Accustrata公司收到了SBIR IB格蘭特階段為項目標題為:實時光學薄膜太陽能電池製造控製係統。他們的研究項目涉及到實時光學控製係統在下一代製造薄膜太陽能電池和電池板。提出係統提高薄膜太陽能電池製造通過改善個人太陽能電池和電池板的質量。它允許製造更多的一致和統一的產品導致更高的太陽能轉換效率和生產產量。該係統使用專利微型光纖傳感器,安裝在影片中很多地方沉積室。他們監視基質的不同部位和獲得電影屬性的實時測量。係統比較針對性的測量值和提供即時修正,改善薄膜均勻性和縮小材料屬性分布。它返回的大部分產品有針對性的規範,否則將被拒絕。這個提議將減少浪費、提高生產產量和薄膜太陽能電池和電池板的轉換效率。大型太陽能電池板的具體利益,製造的高成本今天由於製造業產量不足。 The proposed technology will reduce the time it takes for solar panels to reach grid parity with traditional energy sources. The proposed technology will also facilitate the development of numerous other applications for next generation thin film based products such as photonic crystals, nanotechnology, meta-materials, multi-junction solar cells, printing and counterfeiting control. This award is funded under the American Recovery and Reinvestment Act of 2009 (Public Law 111-5).

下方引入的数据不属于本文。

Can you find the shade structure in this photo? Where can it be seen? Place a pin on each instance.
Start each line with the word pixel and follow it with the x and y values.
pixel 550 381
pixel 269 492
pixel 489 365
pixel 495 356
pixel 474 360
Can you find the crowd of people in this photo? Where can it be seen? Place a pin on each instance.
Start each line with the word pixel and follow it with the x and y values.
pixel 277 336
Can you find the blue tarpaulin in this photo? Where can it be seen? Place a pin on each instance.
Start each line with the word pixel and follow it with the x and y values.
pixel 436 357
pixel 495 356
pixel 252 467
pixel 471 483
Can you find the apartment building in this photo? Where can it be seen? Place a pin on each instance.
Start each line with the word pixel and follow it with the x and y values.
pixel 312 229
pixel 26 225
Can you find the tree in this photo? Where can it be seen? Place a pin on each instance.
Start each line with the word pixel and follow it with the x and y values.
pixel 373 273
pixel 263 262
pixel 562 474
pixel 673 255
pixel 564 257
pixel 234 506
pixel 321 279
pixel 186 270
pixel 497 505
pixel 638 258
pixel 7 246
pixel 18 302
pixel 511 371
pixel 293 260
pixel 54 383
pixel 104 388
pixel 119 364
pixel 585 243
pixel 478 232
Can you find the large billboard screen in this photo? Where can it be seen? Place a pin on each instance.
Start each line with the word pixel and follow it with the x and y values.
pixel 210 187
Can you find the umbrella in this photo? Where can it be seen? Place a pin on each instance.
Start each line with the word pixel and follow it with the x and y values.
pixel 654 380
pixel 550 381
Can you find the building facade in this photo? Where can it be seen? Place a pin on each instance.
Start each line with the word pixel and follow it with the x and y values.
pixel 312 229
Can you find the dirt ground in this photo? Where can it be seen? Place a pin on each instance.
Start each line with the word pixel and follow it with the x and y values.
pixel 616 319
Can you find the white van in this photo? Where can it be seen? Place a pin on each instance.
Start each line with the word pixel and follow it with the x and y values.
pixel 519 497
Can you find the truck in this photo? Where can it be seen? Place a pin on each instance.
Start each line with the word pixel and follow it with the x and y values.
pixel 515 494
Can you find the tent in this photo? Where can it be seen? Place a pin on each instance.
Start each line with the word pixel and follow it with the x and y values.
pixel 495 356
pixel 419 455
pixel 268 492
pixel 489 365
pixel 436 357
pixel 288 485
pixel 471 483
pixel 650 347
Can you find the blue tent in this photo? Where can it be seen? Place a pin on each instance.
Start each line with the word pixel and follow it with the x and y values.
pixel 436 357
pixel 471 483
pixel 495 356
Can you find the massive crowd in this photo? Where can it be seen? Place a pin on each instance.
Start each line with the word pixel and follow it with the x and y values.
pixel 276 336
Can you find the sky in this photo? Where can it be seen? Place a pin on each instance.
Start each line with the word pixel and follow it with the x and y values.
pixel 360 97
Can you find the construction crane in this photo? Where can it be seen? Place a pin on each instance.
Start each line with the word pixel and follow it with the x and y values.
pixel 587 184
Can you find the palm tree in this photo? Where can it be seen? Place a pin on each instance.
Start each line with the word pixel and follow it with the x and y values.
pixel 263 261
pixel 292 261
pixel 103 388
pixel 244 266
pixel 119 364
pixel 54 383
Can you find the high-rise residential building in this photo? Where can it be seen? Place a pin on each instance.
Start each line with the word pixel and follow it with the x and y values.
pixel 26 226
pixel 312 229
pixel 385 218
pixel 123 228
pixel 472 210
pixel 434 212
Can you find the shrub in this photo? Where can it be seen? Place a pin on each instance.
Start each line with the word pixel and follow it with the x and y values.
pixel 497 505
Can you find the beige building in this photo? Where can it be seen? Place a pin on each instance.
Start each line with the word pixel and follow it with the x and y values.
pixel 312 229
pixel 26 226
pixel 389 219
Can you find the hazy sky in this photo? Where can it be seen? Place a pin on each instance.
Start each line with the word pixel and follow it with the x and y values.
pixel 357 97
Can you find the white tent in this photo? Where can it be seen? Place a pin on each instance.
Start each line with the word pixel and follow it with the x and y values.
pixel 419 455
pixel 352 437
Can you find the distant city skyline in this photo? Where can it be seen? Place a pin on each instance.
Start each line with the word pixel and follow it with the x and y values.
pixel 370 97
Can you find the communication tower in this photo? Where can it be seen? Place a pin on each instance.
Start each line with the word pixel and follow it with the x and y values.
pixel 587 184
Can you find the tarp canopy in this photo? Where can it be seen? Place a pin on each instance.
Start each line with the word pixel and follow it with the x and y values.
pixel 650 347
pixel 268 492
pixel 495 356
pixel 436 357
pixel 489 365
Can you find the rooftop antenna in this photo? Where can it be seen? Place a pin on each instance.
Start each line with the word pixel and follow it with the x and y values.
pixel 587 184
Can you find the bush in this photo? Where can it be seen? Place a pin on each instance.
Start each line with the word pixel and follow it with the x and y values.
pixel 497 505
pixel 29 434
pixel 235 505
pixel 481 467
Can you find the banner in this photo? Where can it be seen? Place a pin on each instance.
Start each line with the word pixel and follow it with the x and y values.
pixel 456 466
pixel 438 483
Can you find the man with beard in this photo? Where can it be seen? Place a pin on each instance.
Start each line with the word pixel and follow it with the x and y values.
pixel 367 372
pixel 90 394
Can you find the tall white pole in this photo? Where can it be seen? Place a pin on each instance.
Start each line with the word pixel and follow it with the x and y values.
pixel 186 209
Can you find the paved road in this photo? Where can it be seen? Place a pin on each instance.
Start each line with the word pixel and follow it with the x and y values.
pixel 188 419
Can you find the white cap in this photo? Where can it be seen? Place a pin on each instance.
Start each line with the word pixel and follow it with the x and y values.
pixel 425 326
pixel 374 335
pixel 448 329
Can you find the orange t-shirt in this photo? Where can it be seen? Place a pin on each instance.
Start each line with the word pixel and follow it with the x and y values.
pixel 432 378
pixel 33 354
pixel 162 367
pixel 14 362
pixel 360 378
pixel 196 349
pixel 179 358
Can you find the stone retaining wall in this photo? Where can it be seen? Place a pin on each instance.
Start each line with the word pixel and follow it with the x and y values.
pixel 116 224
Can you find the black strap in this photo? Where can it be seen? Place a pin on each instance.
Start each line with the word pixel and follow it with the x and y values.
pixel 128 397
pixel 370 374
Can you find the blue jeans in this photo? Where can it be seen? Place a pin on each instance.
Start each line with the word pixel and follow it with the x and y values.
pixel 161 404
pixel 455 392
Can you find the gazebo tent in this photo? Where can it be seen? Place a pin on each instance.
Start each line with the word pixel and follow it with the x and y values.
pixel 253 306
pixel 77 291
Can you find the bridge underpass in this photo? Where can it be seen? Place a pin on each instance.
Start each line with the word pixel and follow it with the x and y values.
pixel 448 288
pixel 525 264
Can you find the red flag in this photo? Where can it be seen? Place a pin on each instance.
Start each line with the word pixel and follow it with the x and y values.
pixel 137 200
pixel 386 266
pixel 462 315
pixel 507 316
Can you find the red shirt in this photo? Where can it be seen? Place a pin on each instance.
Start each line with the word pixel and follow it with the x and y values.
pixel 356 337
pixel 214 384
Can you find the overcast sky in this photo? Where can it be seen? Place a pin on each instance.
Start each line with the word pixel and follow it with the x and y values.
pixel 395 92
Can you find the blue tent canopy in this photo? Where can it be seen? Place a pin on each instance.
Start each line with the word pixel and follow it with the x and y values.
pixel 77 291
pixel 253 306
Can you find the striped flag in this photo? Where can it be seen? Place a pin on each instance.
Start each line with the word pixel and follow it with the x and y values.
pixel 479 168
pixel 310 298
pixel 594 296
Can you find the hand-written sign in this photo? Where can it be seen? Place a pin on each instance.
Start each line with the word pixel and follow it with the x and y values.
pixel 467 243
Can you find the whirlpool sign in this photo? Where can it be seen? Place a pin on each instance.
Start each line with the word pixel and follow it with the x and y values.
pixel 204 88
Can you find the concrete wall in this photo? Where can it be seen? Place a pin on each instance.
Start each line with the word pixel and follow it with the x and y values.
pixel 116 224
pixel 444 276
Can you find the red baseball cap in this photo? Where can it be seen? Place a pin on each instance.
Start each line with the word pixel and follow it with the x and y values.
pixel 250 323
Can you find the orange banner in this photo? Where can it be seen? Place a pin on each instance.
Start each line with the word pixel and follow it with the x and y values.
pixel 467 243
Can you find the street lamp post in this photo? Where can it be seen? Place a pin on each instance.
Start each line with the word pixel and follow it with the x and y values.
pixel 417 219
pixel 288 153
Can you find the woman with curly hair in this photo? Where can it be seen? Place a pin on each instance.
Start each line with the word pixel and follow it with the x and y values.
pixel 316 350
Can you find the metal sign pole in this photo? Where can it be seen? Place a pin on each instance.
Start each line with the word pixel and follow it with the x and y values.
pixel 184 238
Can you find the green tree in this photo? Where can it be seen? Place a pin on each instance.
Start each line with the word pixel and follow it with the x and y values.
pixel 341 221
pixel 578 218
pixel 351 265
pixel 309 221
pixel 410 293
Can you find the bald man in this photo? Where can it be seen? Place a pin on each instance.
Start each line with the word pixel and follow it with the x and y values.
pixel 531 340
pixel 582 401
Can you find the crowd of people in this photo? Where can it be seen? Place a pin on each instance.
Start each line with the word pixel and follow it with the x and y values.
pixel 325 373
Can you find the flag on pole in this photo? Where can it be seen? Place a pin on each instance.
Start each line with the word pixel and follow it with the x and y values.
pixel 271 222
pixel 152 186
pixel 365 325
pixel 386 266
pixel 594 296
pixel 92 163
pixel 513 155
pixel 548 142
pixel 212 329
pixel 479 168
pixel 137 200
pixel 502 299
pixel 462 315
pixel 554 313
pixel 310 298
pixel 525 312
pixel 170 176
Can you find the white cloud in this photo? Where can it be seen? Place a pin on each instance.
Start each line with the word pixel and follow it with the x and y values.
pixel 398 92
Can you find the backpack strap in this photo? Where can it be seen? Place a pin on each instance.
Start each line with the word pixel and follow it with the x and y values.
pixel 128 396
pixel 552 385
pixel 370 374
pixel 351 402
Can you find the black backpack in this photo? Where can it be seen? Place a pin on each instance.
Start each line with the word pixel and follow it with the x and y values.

傑姆企業公司收到了SBIR第一階段項目授予資格:硫化錫(II)光伏發電。他們的項目旨在開發光伏設備基於硫化錫(II) (SnS)。SnS的屬性,包括帶隙,載體密度和流動性,化學和熱穩定性,以及冶金性能,保證實現的可能性相對較高的轉換效率先進過程控製和設備設計。在這個項目中,近空間升華(CSS)技術,薄膜製備方法證明了低成本和高可製造性,將用於合成SnS。這個項目的整體/商業影響將可能產生光伏設備基於低成本和環保的材料。毫無疑問,太陽能發電近年來吸引了很多關注,作為替代能源和可再生能源。然而,大多數現有的太陽能電池技術有一個或多個以下問題,(1)原材料不是十分充裕;(2)使用有毒材料;(3)總成本很高。該項目將解決這些問題通過開發光伏設備使用SnS,半導體材料,可以提供大規模和回收成本較低。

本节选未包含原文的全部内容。